The use of epidemiology to inform clinical practice probably began with John Graunt in 1662. Graunt was a London haberdasher who wrote a superb treatise: Natural and Political OBSERVATIONS Mentioned in a following Index, and made upon the Bills of Mortality By JOHN GRAUNT, Citizen of LONDON. With reference to the Government, Religion, Trade, Growth, Ayre, Diseases, and the several Changes of the said CITY. This was the first description of the patterns of causes of death. It provided a template for the systematic collection of data on patterns of disease and death, and allowed future demographic and epidemiological researchers to ask questions such as 'Why is this cause of death more important than that cause in this population?', 'Why are there differences in disease patterns between populations?', 'What are the primary causes of mortality among the young, the middle-aged and the elderly, and among men and women?' and, ultimately, 'What are the causes of this particular disease?'

At around the same time, astute clinical practitioners had also begun to think about disease causation in a systematic way, providing descriptions of occupational cancer and nutritional-deficiency diseases.
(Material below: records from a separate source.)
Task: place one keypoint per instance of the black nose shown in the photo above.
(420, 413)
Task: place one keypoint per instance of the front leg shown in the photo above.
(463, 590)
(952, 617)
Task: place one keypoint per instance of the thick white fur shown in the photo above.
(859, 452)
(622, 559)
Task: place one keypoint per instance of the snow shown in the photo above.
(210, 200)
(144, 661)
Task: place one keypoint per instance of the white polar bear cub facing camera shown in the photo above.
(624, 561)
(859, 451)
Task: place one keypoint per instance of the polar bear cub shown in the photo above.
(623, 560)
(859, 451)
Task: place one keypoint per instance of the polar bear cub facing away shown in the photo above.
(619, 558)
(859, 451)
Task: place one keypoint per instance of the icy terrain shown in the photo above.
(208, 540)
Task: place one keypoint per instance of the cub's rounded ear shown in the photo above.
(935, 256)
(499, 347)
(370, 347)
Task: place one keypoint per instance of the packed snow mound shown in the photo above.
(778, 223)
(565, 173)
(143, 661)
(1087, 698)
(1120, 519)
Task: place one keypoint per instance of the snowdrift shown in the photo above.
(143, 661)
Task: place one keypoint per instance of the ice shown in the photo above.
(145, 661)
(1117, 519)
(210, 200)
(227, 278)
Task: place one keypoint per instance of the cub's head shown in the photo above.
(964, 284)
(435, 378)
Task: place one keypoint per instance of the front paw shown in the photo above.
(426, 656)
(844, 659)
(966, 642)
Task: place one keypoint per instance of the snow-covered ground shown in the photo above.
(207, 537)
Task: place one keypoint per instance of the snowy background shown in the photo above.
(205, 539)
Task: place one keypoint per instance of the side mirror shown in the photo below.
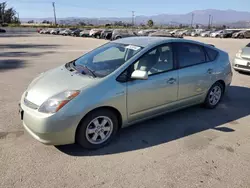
(139, 75)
In his De Morbis Artificum, Bernardino Rammazzini noted the excess risk of breast cancer in nuns. Percival Pott attributed scrotal cancer in chimney sweeps to their occupational exposure to soot and the fact that, in the absence of bathing and clean clothes, it accumulated in their clothing, and rejected a diagnosis of venereal disease as suggested by his colleagues. In the 18th century, James Lind showed that scurvy was a deficiency disease. The great navigator James Cook, aware of this work, pioneered the use of fresh food and lemon juice (oddly recorded in history as lime juice and giving British sailors the nickname 'limeys') to fend off scurvy; Cook never lost a man to this disease. The germ theory of disease in the 19th century provided a biological framework from which to hang more elaborate postulates about the relationships between causative exposures and the nature of disease processes. Thus were born the ancestors of the case-control study.
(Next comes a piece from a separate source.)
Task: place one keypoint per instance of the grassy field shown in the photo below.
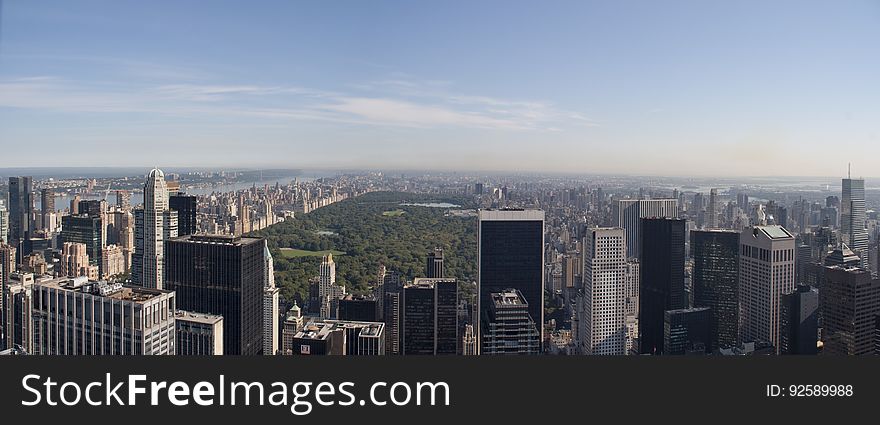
(295, 253)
The turn of the 20th century marked the birth of systematic studies that identified causes of both infectious and deficiency diseases. Thiamine (vitamin B1) was the first vitamin to be discovered. Kanehiro Takaki, in Japan, first recognized beri beri as a nutritional disease related to excess consumption of polished rice, but attributed it to a diet poor in protein. The signs and symptoms of beri beri included muscle weakness, weight loss, nervous-system abnormalities and, ultimately, paralysis and death. Astute observation gave Christian Eijkman a clue; he noticed chickens with similar signs. Normally, the chickens were fed cheaper unprocessed (unpolished) rice, but those with signs of beri beri had been fed white rice and little else. He postulated that an ingredient in rice bran prevented the disease. Eventually, thiamine and other B vitamins were isolated in pure form. Awareness of a population-wide disorder, astute clinical observation, and a combination of animal observation and experimentation eventually allowed the prevention of this disease.

Yellow fever has been recognized for perhaps 400 years. Infection causes a wide spectrum of disease, from mild symptoms to severe illness and death; the 'yellow' is the result of the jaundice that affects some patients. Yellow fever is a viral hemorrhagic disease transmitted by infected mosquitoes. In 1900, the US Army Yellow Fever Commission (often called The Reed Commission after its leader, Walter Reed) established that the Aedes aegypti mosquito was the vector for the agent, and refuted the popular notions that yellow fever was spread by direct contact or by 'contaminated' objects. This finding resulted in systematic efforts toward the eradication of the Aedes mosquito.